Porque sí: robar está mal. Es un delito y no existen justificaciones legales para ello. Pero también es cierto que la Justicia no puede quedar librada a los puños ni al impulso de la furia colectiva.
Las imágenes muestran cómo el muchacho es interceptado dentro del local y golpeado reiteradamente por los propietarios del comercio y otras personas que se encontraban allí. A diferencia de lo que señalaron algunas versiones iniciales, no se observa un enfrentamiento ni un intercambio de agresiones. El joven no intenta escapar, no responde a los golpes y ni siquiera atina a defenderse. Permanece prácticamente inmóvil mientras recibe trompadas, empujones e insultos.
Y entonces aparece la pregunta incómoda: ¿qué nos está pasando como sociedad?
Detrás de un hurto hay una conducta reprochable que debe ser abordada por la Justicia. Pero detrás de un hombre que ni siquiera levanta los brazos para protegerse también puede haber una historia de exclusión, de consumos problemáticos, de abandono o de hambre. Historias que rara vez interesan cuando la condena social ya fue dictada.
La escena retrata algo más peligroso que un robo: la deshumanización. Varias personas golpeando a otra que ya no ofrece resistencia y testigos que observan sin intervenir, como si el sufrimiento ajeno se hubiera convertido en una parte más del paisaje cotidiano.

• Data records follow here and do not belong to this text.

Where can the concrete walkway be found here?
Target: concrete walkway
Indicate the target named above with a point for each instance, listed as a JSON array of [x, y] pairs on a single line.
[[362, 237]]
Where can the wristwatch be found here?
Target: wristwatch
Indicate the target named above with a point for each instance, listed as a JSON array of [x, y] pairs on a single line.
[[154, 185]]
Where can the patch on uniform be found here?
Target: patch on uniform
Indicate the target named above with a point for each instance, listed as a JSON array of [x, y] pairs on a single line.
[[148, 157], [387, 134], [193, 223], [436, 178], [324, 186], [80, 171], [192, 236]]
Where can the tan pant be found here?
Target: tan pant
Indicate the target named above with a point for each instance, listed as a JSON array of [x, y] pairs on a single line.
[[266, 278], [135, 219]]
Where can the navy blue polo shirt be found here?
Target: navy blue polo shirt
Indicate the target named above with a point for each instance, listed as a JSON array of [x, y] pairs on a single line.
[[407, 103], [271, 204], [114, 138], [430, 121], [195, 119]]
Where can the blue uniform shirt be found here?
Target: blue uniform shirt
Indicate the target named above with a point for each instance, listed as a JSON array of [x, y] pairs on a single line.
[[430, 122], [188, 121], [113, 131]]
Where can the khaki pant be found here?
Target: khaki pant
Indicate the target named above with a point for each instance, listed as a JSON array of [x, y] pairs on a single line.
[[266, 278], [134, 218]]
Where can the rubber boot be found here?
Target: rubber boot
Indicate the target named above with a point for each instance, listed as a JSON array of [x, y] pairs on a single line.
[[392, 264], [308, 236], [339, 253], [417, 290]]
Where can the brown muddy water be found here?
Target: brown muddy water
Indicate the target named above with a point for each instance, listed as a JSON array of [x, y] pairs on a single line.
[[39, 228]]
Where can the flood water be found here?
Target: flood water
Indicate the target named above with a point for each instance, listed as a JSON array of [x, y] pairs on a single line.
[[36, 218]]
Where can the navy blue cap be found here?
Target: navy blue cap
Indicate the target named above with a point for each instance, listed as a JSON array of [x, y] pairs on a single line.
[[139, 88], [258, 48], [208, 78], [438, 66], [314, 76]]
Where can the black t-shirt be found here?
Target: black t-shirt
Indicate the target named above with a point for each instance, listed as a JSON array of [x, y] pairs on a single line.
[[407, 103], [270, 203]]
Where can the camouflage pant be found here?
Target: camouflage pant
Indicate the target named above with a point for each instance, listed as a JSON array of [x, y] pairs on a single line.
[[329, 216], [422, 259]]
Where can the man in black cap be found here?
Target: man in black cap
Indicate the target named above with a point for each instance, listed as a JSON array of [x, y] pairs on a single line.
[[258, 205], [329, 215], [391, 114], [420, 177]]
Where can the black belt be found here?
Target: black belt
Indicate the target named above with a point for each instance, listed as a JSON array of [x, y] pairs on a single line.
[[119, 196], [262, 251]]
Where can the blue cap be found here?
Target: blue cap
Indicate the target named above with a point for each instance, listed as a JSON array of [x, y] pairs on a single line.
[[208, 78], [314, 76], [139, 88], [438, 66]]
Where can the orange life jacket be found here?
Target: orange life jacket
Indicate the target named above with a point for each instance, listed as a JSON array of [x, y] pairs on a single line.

Los responsables de garantizar la seguridad son el Estado y la Justicia, no los comerciantes convertidos en verdugos improvisados. Cuando la respuesta frente al delito es la golpiza colectiva, la sociedad empieza a cruzar una línea extremadamente peligrosa.
Y también es necesario ampliar el foco del debate. Porque existen diferentes maneras de perjudicar a los ciudadanos. Hay quienes delinquen quebrantando la ley de manera directa y visible. Pero también existen prácticas comerciales abusivas que generan un profundo malestar social: remarcaciones constantes, aumentos que muchas veces parecen desproporcionados respecto del valor real de reposición y un aprovechamiento de la desesperación cotidiana de millones de argentinos que hacen malabares para llegar a fin de mes.

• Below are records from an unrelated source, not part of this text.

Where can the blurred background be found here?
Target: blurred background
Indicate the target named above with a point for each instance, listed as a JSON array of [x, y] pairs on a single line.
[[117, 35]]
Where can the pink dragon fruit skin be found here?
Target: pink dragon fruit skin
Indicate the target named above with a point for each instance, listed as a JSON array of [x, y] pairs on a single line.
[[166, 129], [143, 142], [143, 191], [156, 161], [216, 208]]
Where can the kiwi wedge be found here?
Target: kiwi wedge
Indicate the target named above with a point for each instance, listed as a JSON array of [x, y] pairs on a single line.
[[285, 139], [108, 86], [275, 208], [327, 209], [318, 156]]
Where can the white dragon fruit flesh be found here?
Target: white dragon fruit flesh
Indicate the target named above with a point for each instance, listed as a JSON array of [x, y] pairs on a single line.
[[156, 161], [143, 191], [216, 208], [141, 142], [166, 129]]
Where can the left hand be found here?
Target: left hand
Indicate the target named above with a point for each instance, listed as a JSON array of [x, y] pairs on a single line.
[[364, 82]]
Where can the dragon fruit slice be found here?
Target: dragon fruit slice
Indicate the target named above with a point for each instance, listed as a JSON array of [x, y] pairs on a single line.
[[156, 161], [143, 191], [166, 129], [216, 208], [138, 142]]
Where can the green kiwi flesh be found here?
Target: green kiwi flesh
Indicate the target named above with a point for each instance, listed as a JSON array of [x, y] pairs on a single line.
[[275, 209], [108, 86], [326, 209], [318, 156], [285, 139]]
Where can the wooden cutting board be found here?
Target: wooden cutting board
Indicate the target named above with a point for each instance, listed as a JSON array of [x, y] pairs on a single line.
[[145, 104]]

Se trata de un tema del que muchos hablan en voz baja y pocos se animan a poner sobre la mesa. Y justamente por eso merece ser discutido con seriedad, sin prejuicios, pero también sin silencios cómplices.
La Argentina atraviesa una crisis social que no puede analizarse únicamente desde la lógica del castigo. Mientras muchos dirigentes parecen más preocupados por las disputas políticas y los privilegios del poder, miles de personas quedan atrapadas en la desesperación, sin trabajo estable, sin contención y sin respuestas concretas.
Nada de esto justifica el robo. Pero tampoco justifica la violencia desmedida.
Una sociedad madura debe ser capaz de condenar ambas cosas al mismo tiempo: el delito y la brutalidad. Porque cuando dejamos de ver al otro como un ser humano y comenzamos a celebrar el castigo físico como espectáculo, todos perdemos un poco de nuestra propia humanidad.
Las imágenes son desgarradoras. No muestran solamente a un joven acusado de robar. Muestran a una comunidad anestesiada frente al dolor ajeno, donde la necesidad, la indiferencia y la violencia parecen haberse naturalizado.
Y quizás esa sea la noticia más preocupante de todas.